Un groupe de pirates informatiques lié à l’Iran a affirmé avoir violé le système d’approvisionnement en eau de Californie, ce qui a déclenché une enquête de la part de l’un des plus grands services publics du pays, bien que les responsables affirment qu’il n’y a aucune preuve que l’approvisionnement en eau des États-Unis ait été compromis.
Le groupe, connu sous le nom de Handala, a déclaré avoir piraté les systèmes liés au California Water Service (Cal Water) et accédé à des données internes, présentant la cyber-intrusion comme des représailles aux récentes attaques américaines présumées contre les infrastructures d’eau de l’Iran, dans le cadre de la guerre conjointe américano-israélienne avec l’Iran qui a débuté le 28 février.
Handala a fourni au média iranien Press TV ce qu’il a dit être des captures d’écran des enregistrements de facturation des clients et des tableaux de bord internes, et a affirmé avoir obtenu environ 5 Go de données, en particulier à Bakersfield, Visalia et Chico.

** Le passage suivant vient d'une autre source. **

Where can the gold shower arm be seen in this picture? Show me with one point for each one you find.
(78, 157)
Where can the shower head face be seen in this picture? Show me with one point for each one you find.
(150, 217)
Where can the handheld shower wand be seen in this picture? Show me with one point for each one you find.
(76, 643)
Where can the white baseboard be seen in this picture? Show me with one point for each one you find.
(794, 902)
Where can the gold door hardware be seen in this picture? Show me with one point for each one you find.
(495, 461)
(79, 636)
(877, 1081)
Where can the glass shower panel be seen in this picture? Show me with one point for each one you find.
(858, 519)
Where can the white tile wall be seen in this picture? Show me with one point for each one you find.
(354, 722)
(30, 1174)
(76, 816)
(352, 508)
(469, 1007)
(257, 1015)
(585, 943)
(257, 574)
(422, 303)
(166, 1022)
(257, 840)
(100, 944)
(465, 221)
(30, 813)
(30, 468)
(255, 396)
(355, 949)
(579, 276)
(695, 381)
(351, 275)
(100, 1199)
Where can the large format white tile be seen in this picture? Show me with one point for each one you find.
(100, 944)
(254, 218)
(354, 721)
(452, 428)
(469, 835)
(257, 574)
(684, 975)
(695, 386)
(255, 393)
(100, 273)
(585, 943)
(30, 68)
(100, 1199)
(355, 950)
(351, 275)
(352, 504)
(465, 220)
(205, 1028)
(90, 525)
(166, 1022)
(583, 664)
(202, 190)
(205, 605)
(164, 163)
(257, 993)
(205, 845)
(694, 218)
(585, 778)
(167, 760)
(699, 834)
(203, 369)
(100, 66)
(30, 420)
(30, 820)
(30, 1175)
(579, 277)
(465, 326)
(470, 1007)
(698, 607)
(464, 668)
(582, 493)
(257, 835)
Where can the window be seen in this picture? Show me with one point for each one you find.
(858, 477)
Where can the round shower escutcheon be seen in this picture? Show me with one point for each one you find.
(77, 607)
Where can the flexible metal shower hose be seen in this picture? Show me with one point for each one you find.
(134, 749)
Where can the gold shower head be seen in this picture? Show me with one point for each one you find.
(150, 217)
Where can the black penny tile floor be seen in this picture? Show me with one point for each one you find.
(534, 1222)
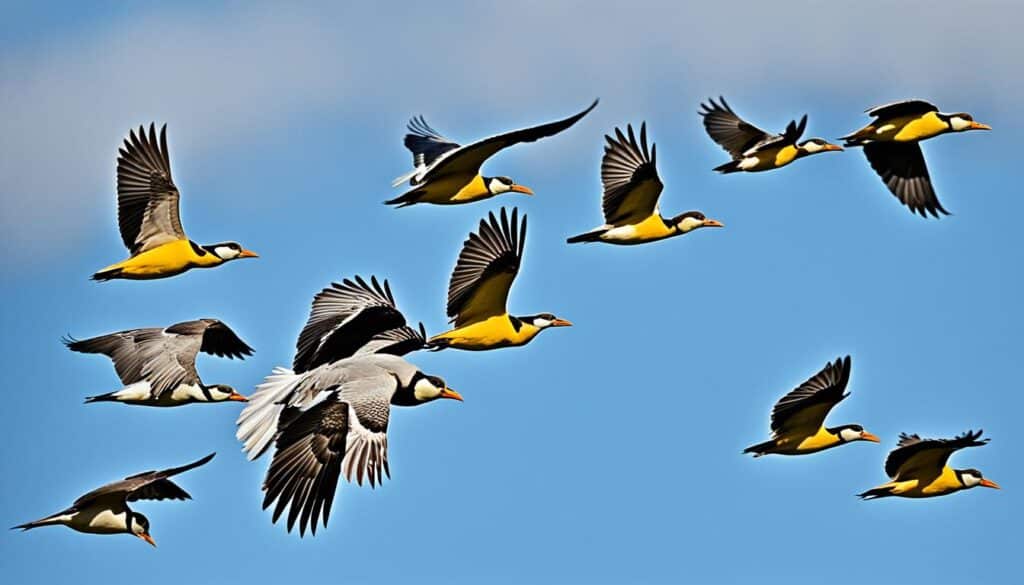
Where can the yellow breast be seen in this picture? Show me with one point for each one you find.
(488, 334)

Les pirates informatiques ont également prévenu qu’ils pourraient perturber l’approvisionnement en eau des villes américaines, mais ont délibérément choisi de ne pas le faire, qualifiant l’opération d’« avertissement » adressé à Washington.
“Nous pouvons facilement couper l’eau aux villes américaines”, a déclaré le groupe, selon Press TV.

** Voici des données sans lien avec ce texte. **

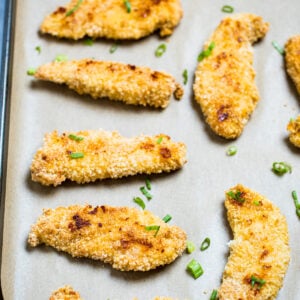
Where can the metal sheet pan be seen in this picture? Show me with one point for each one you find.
(194, 196)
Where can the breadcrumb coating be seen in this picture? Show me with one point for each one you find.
(110, 19)
(65, 293)
(225, 80)
(292, 59)
(115, 81)
(105, 155)
(294, 128)
(260, 247)
(114, 235)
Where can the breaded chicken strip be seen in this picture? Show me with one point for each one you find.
(120, 236)
(116, 81)
(294, 128)
(86, 156)
(225, 79)
(259, 253)
(113, 20)
(292, 59)
(65, 293)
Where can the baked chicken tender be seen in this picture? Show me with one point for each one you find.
(111, 19)
(114, 235)
(259, 253)
(65, 293)
(292, 59)
(115, 81)
(225, 80)
(101, 154)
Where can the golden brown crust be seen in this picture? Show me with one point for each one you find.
(292, 59)
(259, 247)
(65, 293)
(106, 155)
(115, 235)
(116, 81)
(294, 128)
(110, 19)
(225, 81)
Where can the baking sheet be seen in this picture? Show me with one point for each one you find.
(194, 196)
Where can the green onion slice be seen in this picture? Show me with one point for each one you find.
(75, 137)
(61, 58)
(207, 52)
(76, 155)
(213, 295)
(31, 71)
(237, 196)
(228, 9)
(190, 247)
(153, 227)
(279, 49)
(254, 280)
(296, 201)
(232, 150)
(160, 50)
(205, 244)
(139, 202)
(185, 76)
(167, 218)
(146, 193)
(127, 5)
(71, 11)
(194, 268)
(281, 168)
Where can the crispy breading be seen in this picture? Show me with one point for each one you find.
(105, 155)
(110, 19)
(292, 59)
(115, 235)
(225, 80)
(260, 247)
(294, 128)
(113, 80)
(65, 293)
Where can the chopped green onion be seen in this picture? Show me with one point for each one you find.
(254, 280)
(76, 155)
(185, 76)
(88, 42)
(148, 184)
(71, 11)
(38, 49)
(153, 227)
(281, 168)
(296, 201)
(76, 138)
(238, 196)
(127, 5)
(61, 58)
(195, 269)
(139, 202)
(232, 150)
(31, 71)
(113, 48)
(207, 52)
(159, 140)
(146, 193)
(167, 218)
(205, 244)
(160, 50)
(190, 247)
(213, 295)
(228, 9)
(279, 49)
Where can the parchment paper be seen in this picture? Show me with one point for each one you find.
(194, 196)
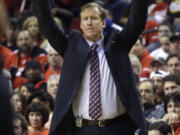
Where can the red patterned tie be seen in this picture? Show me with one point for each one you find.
(95, 110)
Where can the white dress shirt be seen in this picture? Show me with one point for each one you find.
(110, 101)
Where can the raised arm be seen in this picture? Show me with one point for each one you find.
(48, 26)
(136, 23)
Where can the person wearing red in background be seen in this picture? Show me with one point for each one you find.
(25, 53)
(54, 64)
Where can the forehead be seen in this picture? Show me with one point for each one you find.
(23, 34)
(164, 38)
(145, 84)
(173, 59)
(164, 27)
(169, 83)
(90, 11)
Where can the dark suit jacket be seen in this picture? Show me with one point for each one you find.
(75, 52)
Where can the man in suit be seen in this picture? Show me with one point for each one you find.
(94, 64)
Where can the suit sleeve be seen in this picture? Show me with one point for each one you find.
(136, 23)
(48, 27)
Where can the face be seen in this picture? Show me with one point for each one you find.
(154, 132)
(25, 92)
(53, 87)
(17, 102)
(137, 49)
(165, 44)
(173, 65)
(35, 120)
(175, 46)
(173, 107)
(54, 58)
(163, 29)
(24, 42)
(17, 127)
(11, 33)
(157, 66)
(33, 74)
(33, 28)
(158, 83)
(170, 87)
(91, 24)
(146, 91)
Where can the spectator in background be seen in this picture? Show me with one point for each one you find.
(159, 128)
(158, 64)
(52, 85)
(19, 102)
(31, 25)
(54, 64)
(175, 43)
(172, 109)
(37, 115)
(173, 64)
(136, 64)
(27, 89)
(116, 7)
(10, 35)
(26, 52)
(20, 125)
(147, 92)
(165, 28)
(6, 110)
(45, 44)
(144, 58)
(6, 56)
(157, 79)
(33, 74)
(171, 84)
(46, 99)
(164, 49)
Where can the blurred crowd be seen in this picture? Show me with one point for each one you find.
(33, 68)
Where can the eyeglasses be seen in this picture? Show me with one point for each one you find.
(165, 43)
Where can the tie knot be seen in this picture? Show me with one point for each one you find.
(94, 47)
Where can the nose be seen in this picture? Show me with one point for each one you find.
(89, 21)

Cal Water a déclaré qu’elle “travaillait 24 heures sur 24 pour enquêter” sur la réclamation avec ses partenaires du gouvernement de l’État et du gouvernement fédéral. Aucun service n’a été affecté, a-t-il ajouté.
“Notre enquête est en cours, mais nos conclusions préliminaires continuent d’indiquer qu’il n’y a aucune perturbation opérationnelle connue de nos systèmes d’eau et de traitement des eaux usées, y compris la plateforme de facturation”, a déclaré lundi la porte-parole Yvonne Kingman à l’association à but non lucratif SJV Water. “Nous n’avons connu aucune perturbation opérationnelle connue de nos systèmes d’eau et d’égouts.”

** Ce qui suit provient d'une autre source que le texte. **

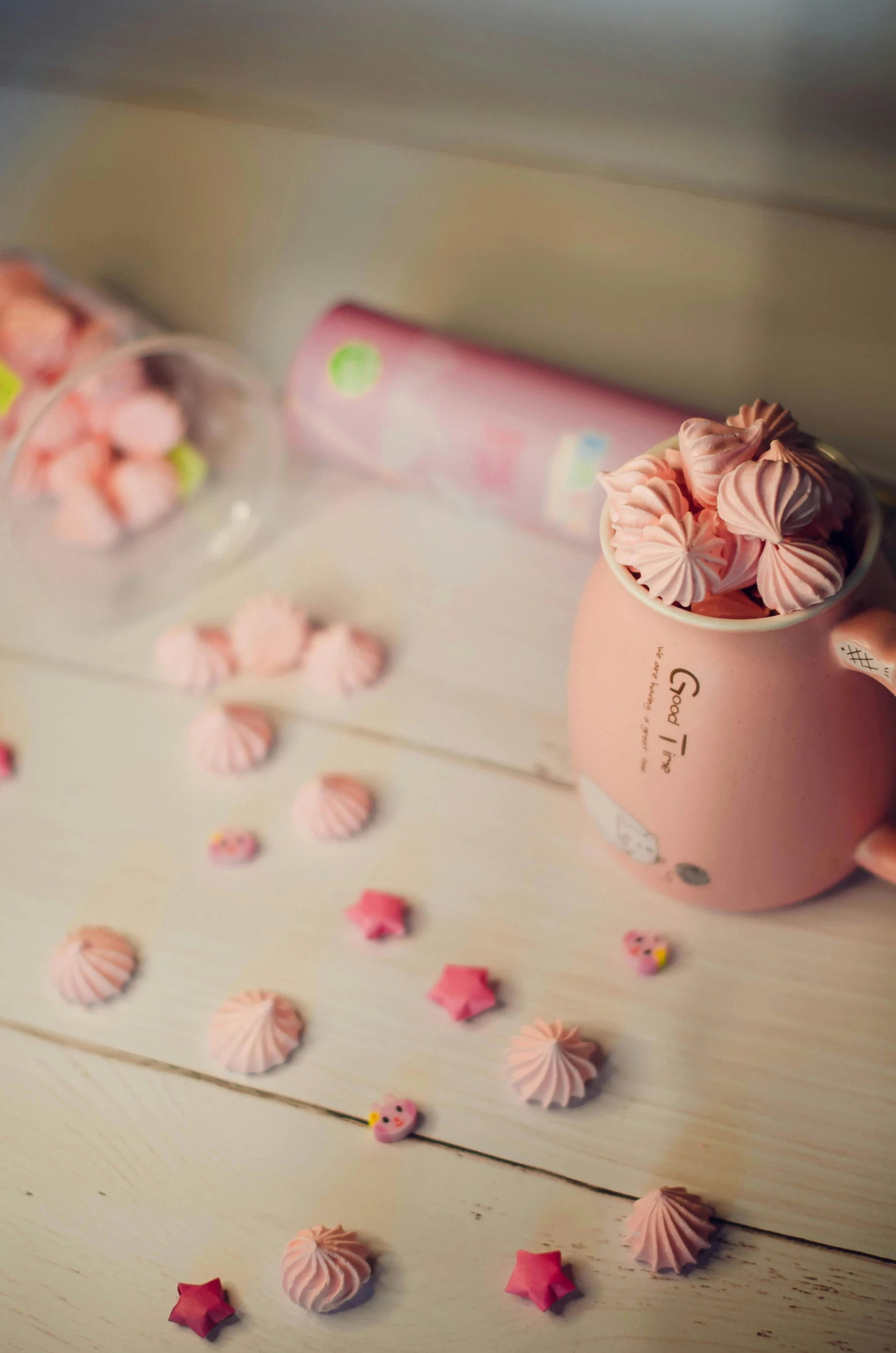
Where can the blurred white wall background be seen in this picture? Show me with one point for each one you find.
(695, 197)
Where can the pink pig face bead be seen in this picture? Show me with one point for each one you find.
(393, 1119)
(646, 953)
(233, 846)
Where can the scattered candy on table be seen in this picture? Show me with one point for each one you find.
(231, 739)
(669, 1227)
(540, 1278)
(463, 991)
(333, 807)
(92, 965)
(233, 846)
(550, 1064)
(201, 1306)
(322, 1268)
(378, 915)
(646, 953)
(254, 1031)
(341, 660)
(393, 1119)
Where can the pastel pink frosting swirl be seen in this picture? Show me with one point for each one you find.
(229, 739)
(92, 965)
(796, 574)
(324, 1267)
(268, 635)
(619, 483)
(550, 1064)
(333, 807)
(341, 660)
(768, 498)
(680, 562)
(194, 658)
(669, 1227)
(710, 451)
(254, 1031)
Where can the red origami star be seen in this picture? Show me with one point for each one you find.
(378, 913)
(540, 1278)
(463, 991)
(201, 1306)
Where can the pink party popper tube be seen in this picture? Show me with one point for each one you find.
(480, 428)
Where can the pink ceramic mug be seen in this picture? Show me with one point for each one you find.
(739, 764)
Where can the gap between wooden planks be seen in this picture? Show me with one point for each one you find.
(121, 1180)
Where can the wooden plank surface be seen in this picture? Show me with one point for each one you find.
(477, 613)
(118, 1181)
(757, 1068)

Les responsables de la santé publique mettent de plus en plus en garde contre le fait que des acteurs étrangers pourraient cibler les infrastructures américaines critiques en réponse aux tensions géopolitiques.
Attaque contre l’approvisionnement en eau de l’Iran
Les médias officiels iraniens ont rapporté qu’une frappe aérienne américaine avait détruit mercredi dernier une installation d’eau potable près du détroit d’Ormuz.
Le commandement central américain a déclaré dans un article sur X au moment de l’attaque qu’il avait mené des attaques près du détroit “avec des munitions de précision provenant d’avions de combat de l’US Air Force et de la Navy”.
“Nous sommes au courant de cette information et nous l’examinons”, a déclaré le porte-parole du commandement central américain, Tim Hawkins, le jour de l’attaque signalée.
Semaine d’actualités a contacté le commandement central américain par courrier électronique mardi pour commenter.
Ce qui est accessible
Une analyse indépendante montre que l’intrusion, le cas échéant, est limitée aux systèmes informatiques non critiques.
La société de cybersécurité Dataminr a trouvé des preuves montrant que le groupe était en mesure d’accéder aux bases de données de facturation des clients, notamment les noms, adresses de service, numéros de téléphone, numéros de compte et historique de paiement, ainsi qu’à un système interne basé sur GPS utilisé pour surveiller l’infrastructure.
Aucun des deux systèmes ne contrôle directement le traitement ou la distribution de l’eau.
“Cibler les infrastructures hydrauliques est conforme à la doctrine déclarée de Handala consistant à attaquer les systèmes “qui maintiennent la vie” pour un impact psychologique et social maximal”, indique l’analyse. « Le modèle de violation du double système – accédant à la fois au réseau de support opérationnel et à la base de données destinée aux clients – reflète la préférence du groupe pour un impact multi-domaines à haute visibilité plutôt que pour une persistance silencieuse. Les analystes doivent noter que Handala n’a aucun antécédent confirmé de falsification des processus de traitement de l’eau ou des systèmes de dosage de produits chimiques lors d’une opération précédente ; l’impact à ce jour a été l’exfiltration de données, le déploiement d’opérations d’essuie-glace et le déploiement psychologique.
L’enquête de Cal Water se poursuit.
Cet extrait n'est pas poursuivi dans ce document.